EU prolongs Crimea sanctions
The EU on Friday prolonged until 2016 a sanctions package over Russia's illegal annexation of Crimea, days after rolling over a series of damaging punitive measures against Moscow for its role in the Ukraine crisis.
The European Council said the 28-nation bloc continues to "condemn the illegal annexation of Crimea and Sevastopol by the Russian Federation and remains committed to fully implement its non-recognition policy."
Russia annexed Crimea in March 2014 following the ouster of pro-Moscow president Viktor Yanukovych in Kiev, saying the peninsula had voted overwhelming in favour of returning to its Russian homeland.

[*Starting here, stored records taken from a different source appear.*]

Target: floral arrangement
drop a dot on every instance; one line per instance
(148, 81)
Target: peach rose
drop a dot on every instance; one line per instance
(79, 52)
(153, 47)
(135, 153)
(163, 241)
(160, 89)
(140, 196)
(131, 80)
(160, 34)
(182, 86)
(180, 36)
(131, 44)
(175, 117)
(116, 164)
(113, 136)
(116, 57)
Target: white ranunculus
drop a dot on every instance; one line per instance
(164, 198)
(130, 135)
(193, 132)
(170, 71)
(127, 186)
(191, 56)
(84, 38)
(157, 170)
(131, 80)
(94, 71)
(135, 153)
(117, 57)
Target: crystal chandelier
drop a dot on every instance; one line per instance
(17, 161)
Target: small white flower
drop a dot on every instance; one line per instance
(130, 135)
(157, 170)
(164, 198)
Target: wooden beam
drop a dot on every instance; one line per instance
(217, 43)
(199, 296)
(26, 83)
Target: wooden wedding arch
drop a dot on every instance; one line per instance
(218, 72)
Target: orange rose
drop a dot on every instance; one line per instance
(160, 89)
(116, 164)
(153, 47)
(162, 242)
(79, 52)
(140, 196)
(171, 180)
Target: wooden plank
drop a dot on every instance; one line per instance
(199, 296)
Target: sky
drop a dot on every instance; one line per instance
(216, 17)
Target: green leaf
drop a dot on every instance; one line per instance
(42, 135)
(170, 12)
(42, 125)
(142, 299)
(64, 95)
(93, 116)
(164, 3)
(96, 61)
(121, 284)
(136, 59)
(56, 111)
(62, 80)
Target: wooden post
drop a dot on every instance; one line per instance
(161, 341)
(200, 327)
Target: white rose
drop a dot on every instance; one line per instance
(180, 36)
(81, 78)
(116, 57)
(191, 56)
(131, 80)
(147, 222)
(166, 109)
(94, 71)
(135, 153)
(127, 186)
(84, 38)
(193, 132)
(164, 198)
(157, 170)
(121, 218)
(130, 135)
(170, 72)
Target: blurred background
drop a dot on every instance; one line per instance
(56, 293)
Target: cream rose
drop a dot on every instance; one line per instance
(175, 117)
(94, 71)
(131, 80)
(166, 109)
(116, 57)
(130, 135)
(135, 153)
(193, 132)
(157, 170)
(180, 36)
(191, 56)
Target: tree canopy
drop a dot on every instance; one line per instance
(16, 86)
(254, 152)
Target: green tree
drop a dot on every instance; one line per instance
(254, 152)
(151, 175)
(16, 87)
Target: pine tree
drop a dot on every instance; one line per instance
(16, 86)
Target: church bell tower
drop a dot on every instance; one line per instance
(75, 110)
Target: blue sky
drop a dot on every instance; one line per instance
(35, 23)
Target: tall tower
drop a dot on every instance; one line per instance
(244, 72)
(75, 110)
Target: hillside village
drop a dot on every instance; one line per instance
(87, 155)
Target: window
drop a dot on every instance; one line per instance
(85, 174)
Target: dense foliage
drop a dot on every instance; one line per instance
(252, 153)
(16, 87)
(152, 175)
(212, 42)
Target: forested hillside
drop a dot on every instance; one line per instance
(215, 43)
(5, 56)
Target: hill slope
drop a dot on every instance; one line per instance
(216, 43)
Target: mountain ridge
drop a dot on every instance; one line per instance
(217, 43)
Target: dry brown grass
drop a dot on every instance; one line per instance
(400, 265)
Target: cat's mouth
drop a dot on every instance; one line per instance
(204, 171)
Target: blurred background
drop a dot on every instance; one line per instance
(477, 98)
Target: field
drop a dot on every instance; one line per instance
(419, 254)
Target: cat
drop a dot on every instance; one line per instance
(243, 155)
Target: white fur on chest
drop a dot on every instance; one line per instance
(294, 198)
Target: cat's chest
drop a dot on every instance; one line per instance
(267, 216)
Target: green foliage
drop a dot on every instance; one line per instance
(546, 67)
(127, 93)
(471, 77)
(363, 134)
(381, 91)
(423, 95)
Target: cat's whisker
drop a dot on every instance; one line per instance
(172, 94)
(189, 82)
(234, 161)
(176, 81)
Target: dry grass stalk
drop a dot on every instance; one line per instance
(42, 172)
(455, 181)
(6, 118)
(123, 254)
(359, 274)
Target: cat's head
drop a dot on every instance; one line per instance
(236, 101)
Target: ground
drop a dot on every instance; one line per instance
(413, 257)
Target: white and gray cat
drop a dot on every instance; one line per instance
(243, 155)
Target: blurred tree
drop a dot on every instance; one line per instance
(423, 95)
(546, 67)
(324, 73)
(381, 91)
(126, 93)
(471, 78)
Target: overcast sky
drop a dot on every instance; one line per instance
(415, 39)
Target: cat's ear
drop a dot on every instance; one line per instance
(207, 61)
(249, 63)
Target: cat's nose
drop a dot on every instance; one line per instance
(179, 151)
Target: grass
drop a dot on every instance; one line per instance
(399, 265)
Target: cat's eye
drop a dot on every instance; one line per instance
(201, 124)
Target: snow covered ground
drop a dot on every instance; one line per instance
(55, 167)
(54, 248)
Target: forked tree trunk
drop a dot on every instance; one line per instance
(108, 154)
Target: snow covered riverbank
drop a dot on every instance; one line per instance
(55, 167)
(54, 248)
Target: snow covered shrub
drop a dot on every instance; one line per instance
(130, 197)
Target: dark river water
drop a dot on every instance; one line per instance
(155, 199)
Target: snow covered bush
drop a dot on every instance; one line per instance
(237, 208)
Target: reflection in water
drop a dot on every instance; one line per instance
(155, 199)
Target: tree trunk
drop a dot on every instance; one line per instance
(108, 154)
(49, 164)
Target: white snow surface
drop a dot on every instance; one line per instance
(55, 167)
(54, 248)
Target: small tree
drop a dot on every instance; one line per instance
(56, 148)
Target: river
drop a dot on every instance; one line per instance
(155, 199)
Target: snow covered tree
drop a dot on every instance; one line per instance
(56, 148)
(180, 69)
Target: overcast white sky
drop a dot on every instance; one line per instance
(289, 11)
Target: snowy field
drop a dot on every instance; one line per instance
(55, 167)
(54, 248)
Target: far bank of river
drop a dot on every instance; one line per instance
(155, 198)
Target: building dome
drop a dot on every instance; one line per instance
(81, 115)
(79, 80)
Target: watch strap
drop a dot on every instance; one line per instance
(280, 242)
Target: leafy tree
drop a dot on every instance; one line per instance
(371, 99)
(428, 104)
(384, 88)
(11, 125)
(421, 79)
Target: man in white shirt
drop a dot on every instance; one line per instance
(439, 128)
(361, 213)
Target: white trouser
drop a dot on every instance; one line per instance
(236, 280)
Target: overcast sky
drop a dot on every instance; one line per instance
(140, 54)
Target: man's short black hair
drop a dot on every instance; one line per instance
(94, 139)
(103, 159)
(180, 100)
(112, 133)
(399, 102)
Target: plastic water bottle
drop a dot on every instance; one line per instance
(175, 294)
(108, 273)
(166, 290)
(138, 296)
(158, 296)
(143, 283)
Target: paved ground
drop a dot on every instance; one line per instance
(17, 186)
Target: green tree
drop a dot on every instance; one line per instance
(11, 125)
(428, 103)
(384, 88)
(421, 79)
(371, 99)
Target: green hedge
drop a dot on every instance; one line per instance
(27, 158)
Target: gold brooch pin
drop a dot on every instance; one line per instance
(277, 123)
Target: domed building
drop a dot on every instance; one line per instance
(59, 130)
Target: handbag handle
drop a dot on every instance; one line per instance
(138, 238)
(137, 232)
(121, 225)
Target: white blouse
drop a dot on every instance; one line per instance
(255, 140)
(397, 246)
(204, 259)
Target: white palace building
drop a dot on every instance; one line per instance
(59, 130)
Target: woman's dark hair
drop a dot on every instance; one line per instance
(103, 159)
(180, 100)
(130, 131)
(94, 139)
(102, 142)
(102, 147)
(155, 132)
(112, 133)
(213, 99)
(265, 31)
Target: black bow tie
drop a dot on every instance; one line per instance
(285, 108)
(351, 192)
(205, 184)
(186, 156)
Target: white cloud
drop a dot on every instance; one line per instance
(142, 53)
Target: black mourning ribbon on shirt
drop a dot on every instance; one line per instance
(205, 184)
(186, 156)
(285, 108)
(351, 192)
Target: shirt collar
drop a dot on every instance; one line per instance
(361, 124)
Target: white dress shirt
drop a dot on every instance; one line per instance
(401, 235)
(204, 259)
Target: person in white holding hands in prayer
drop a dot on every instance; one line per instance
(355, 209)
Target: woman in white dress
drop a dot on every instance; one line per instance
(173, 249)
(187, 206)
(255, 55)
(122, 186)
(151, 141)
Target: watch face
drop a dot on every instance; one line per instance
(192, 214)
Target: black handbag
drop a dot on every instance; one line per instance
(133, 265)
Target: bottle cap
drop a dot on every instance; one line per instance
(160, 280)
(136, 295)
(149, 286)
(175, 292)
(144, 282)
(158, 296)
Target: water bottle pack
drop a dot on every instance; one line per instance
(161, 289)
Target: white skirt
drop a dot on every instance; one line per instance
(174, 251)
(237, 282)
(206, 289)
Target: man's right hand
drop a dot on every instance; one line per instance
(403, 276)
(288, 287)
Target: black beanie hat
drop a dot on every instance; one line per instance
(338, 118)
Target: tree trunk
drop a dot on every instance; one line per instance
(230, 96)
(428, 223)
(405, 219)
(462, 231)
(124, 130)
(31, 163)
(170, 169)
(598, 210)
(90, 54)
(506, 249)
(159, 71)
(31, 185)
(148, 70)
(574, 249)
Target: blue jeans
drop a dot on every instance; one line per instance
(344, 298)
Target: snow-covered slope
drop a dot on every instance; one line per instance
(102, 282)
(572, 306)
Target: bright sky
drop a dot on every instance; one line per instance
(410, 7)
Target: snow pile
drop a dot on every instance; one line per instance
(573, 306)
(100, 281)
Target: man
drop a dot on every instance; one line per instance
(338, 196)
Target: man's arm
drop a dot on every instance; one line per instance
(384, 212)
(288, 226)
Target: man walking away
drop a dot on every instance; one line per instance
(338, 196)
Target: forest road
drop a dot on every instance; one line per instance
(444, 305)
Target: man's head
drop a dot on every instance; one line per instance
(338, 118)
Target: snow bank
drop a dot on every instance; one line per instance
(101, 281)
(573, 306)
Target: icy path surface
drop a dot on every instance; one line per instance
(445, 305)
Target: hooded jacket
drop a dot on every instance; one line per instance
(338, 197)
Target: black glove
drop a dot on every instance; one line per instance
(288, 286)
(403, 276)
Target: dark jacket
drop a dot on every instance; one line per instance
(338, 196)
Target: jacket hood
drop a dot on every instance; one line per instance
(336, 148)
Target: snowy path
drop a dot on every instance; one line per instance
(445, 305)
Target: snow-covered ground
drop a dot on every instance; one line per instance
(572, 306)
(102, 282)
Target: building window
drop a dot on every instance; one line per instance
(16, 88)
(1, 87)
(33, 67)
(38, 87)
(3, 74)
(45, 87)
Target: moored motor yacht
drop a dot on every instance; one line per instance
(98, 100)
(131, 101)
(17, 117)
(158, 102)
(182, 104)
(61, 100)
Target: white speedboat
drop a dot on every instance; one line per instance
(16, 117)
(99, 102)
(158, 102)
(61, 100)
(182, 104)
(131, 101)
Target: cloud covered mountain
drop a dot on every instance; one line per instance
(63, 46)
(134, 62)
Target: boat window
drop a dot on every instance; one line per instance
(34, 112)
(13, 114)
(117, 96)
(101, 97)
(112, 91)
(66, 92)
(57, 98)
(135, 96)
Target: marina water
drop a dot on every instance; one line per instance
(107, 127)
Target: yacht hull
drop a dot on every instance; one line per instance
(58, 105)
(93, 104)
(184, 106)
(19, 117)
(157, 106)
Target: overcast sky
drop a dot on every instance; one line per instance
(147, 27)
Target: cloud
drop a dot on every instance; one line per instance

In response, the EU imposed asset freezes and visa bans against pro-Moscow rebel leaders and Russian figures it said had conspired to strip Crimea from Ukraine via a fraudulent referendum.
As the Ukraine crisis deepened, the bloc widened the sanctions list over Crimea, at the same time as imposing economic sanctions against Russia, to ban imports from and investment in the peninsula.
Friday's decision covered the sanctions agreed in June 2014 which also included bans on cruise ships using Crimean ports and restrictions on exports of telecommunications and transport equipment.
These sanctions will now run until June 2016, taking them past the economic measures targeting Russia's banks, oil and defence sectors which the EU agreed earlier to extend for another six months to January 2016.